Time Magazine Top 100 Novels
Book 3: American Pastoral by Philip Roth
This is a series of reflections reading through Time Magazine’s top 100 novels as selected by Lev Grossman and Richard Lacayo published since 1923 (when Time magazine was founded). For me this is an attempt to broaden my exposure to authors I may not encounter otherwise, especially as a person who was not a liberal arts major in college. Time’s list is alphabetical, so I decided to read through in a random order, and I plan to write a short reflection on each novel.
American Pastoral is a moving novel which follows the destruction of the world of Seymour (Swede) Levov in the aftermath of his daughter’s bombing of the Rimrock post office and general store in protest of the Vietnam War. Swede Levov is the good-looking high school multi-sport star who eventually joins the U.S. Marines at the end of World War II and then returns home, marries Miss New Jersey, takes over the family glove business and builds a successful life. Although the beautiful couple come from different backgrounds (Swede’s family is Jewish while his wife Dawn is Irish Catholic) the manage to construct a seemingly perfect environment to raise their one daughter, Merry. Yet, their daughter rejects everything about their family life and eventually becomes a part of a violent anti-American group which opposes the actions of the United States in Vietnam and the American capitalistic worldview. Merry plants a bomb and disappears leaving behind a wrecked family.

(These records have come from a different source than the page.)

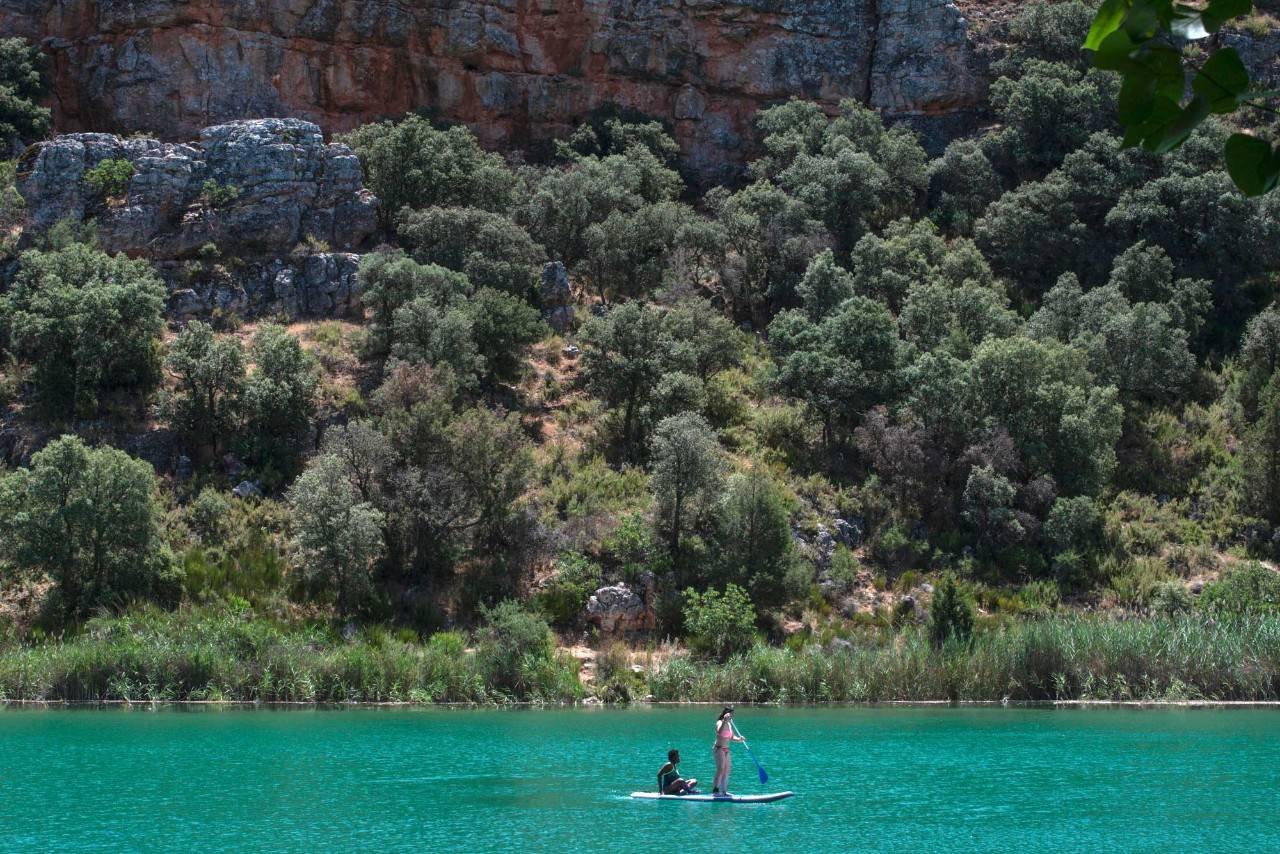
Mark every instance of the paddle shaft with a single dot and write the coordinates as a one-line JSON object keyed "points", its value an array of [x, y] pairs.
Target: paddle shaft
{"points": [[764, 776]]}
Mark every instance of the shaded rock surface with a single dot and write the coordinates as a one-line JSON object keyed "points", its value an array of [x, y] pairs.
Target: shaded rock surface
{"points": [[556, 297], [241, 222], [618, 608], [318, 286], [516, 71]]}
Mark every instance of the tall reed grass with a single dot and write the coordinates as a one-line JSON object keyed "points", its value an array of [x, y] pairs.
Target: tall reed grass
{"points": [[1070, 658], [205, 654]]}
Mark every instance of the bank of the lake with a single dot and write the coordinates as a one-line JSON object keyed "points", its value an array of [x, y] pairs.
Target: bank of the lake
{"points": [[195, 654], [885, 779]]}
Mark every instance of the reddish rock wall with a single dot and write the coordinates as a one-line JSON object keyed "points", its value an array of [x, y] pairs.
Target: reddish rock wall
{"points": [[516, 71]]}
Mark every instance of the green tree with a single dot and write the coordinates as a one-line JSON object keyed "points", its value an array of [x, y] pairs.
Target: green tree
{"points": [[23, 83], [412, 164], [885, 268], [565, 202], [1261, 455], [961, 183], [1138, 348], [88, 322], [769, 238], [720, 624], [755, 535], [1059, 420], [391, 279], [502, 327], [824, 286], [110, 177], [209, 378], [494, 462], [688, 465], [90, 519], [279, 398], [337, 537], [841, 366], [951, 615], [988, 510], [704, 339], [425, 332], [854, 174], [1048, 112], [489, 249], [602, 137], [627, 254], [1249, 588], [625, 352], [1074, 525]]}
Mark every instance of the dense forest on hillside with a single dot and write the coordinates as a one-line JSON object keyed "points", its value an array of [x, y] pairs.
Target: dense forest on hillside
{"points": [[865, 424]]}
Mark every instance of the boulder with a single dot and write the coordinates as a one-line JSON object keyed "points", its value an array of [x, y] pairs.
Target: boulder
{"points": [[247, 489], [618, 608], [557, 297], [254, 188], [850, 533], [323, 284], [515, 73]]}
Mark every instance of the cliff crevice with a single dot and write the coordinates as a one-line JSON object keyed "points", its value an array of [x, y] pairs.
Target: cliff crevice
{"points": [[519, 72]]}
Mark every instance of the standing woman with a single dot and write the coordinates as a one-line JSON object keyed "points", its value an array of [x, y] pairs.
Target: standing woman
{"points": [[723, 763]]}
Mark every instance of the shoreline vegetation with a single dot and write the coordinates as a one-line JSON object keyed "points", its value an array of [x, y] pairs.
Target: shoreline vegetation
{"points": [[863, 423], [202, 656]]}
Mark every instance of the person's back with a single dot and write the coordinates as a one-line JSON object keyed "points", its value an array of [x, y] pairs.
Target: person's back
{"points": [[670, 781]]}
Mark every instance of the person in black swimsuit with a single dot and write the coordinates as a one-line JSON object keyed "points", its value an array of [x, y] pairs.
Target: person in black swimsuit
{"points": [[670, 782]]}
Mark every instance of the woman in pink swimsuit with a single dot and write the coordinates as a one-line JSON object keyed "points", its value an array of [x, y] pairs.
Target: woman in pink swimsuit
{"points": [[723, 763]]}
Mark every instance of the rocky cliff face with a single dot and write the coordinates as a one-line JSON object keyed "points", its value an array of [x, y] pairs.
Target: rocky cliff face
{"points": [[516, 71], [241, 220]]}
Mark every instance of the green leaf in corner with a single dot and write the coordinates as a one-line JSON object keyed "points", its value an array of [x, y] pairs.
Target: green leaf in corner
{"points": [[1182, 127], [1106, 22], [1223, 81], [1147, 18], [1252, 164], [1219, 12]]}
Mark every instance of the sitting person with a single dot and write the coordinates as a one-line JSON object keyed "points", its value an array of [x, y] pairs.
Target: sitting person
{"points": [[670, 782]]}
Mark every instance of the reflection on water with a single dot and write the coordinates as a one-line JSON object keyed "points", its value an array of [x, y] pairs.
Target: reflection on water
{"points": [[868, 779]]}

Swede Levov loved his work, his house, his family, and his life. He attempts to encounter life with an ‘expansive blessing of openness and vigor conferred by his hyperoptimism.’ He is a statuesque protagonist whose experience on the sports field, the Marine Corp, and business have shaped him to continually bear the burdens of others. When his daughter’s actions plunge his wife into a deep depression and shakes his community he attempts to maintain a firm foundation for his wife, his parents, his business, and his missing daughter. When he finally encounters his daughter years later and sees the wreckage of her life that he cannot save her from, he also begins to see the places where his own life and values have come undone. He stands powerless as the foundations of the life he so carefully tended are torn asunder to the delight of some of the more nihilistic characters in the book.
This is another book that is well written, and I can see why it is a part of the Time Magazine top 100 list. Many of these books tend towards a nihilistic and fatalistic perspective on society and humanity (also not surprising based on Lev Grossman’s writing) and seem to rail against the hyperoptimism of characters like Swede Levov. I really like the character of Swede and could identify with him in many ways. Even though I knew that the book was a story of the fall of the ‘golden child’ I wanted him to succeed. I may have read this book at some point in the past because some of the scenes were familiar. Philip Roth does a good job of character development even if he sometimes goes off on rambling almost stream of consciousness tangents that can make the work difficult to follow at times.